The Trump administration just pulled back a Biden‑era housing rule that would have forced many federally financed new homes to meet the 2021 International Energy Conservation Code (IECC). Secretary Scott Turner and Secretary Brooke Rollins signed a Federal Register notice rescinding the 2024 “Final Determination” after a federal court in the Eastern District of Texas set that determination aside. The move hits the pause button on a federal mandate that HUD says added tens of thousands of dollars to the price of a new home.
Why the rescission matters for housing costs
Secretary Scott Turner put it bluntly: “By rescinding this mandate, we are removing a significant regulatory barrier that added tens of thousands of dollars to the cost of a new home.” HUD’s numbers say compliance added about $20,000 to $31,000 per unit in the affected programs. The National Association of Home Builders offered lower estimates — roughly $9,600 to $21,400 depending on climate zone — but both sides agree the federal rule raised upfront costs. For buyers shopping with FHA or USDA financing, that is real money.
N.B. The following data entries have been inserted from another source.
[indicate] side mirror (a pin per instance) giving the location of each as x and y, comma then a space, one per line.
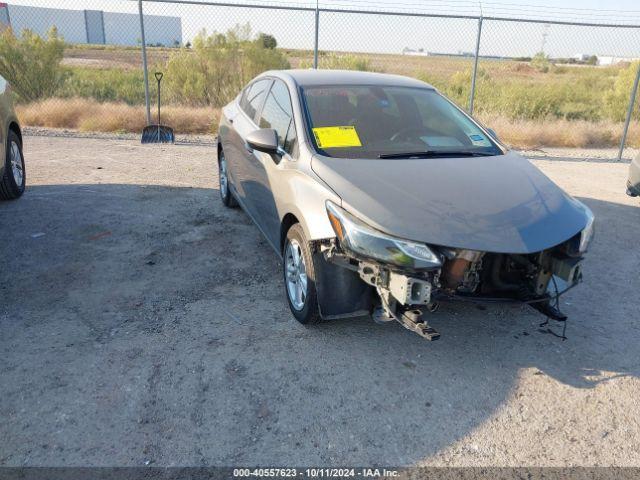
264, 140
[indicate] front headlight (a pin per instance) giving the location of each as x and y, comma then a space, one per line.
358, 237
587, 234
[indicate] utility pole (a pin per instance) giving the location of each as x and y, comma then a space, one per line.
144, 64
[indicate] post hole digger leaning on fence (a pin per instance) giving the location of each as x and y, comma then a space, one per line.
158, 133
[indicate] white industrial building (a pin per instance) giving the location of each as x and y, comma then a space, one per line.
93, 26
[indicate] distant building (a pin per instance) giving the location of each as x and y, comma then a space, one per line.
581, 57
93, 26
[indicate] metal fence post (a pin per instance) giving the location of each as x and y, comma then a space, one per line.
632, 103
144, 64
315, 45
475, 67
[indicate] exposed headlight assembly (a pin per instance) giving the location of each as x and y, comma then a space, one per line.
356, 236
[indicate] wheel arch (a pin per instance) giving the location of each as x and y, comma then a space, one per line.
14, 127
288, 221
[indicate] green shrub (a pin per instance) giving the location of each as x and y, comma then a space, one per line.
32, 63
217, 66
104, 84
540, 62
617, 98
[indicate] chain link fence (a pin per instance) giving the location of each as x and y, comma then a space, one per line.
537, 83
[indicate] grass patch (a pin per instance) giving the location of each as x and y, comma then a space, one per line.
93, 116
89, 115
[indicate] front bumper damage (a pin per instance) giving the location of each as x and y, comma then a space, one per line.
408, 296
If you want more homes that actual people can afford, cutting needless federal mandates is a good start.
What the change actually does — and what it won’t touch
Important distinction: the rescission applies to HUD‑ and USDA‑financed new construction. It returns those programs to the pre‑2024 standards. It does not wipe out state or local building codes. Places that already adopted the 2021 IECC or stricter rules will still enforce them. So the benefit is largest in parts of the country where local governments never adopted those tighter energy codes. In plain English: federal money won’t force higher upfront costs in FHA/USDA projects anymore, but your city hall still runs its own show.
The legal backstory and what to watch next
The agencies acted after a coalition of states and the NAHB sued and a U.S. District Court in the Eastern District of Texas vacated the 2024 Final Determination. HUD and USDA referenced that opinion when they published the rescission in the Federal Register. Expect follow‑up guidance from the agencies spelling out which programs and pending projects are affected. Also watch for appeals, builder earnings calls, and FHA/USDA application trends — those will show whether the cost savings actually reach buyers or simply boost builder margins. President Donald Trump’s broader executive push to lower housing costs set the political frame for this move.
This is a win for common sense and affordable housing policy over well‑meaning but costly federal overreach. Mandates that pile on thousands in upfront costs do little for families trying to buy a starter home. Rescinding the rule doesn’t end energy efficiency efforts — it simply stops Washington from using a federal wallet to force one size on every market. Now the real test: will agencies and lawmakers keep cutting red tape, or will new rules creep back under another name? Keep your eyes open and your permits ready.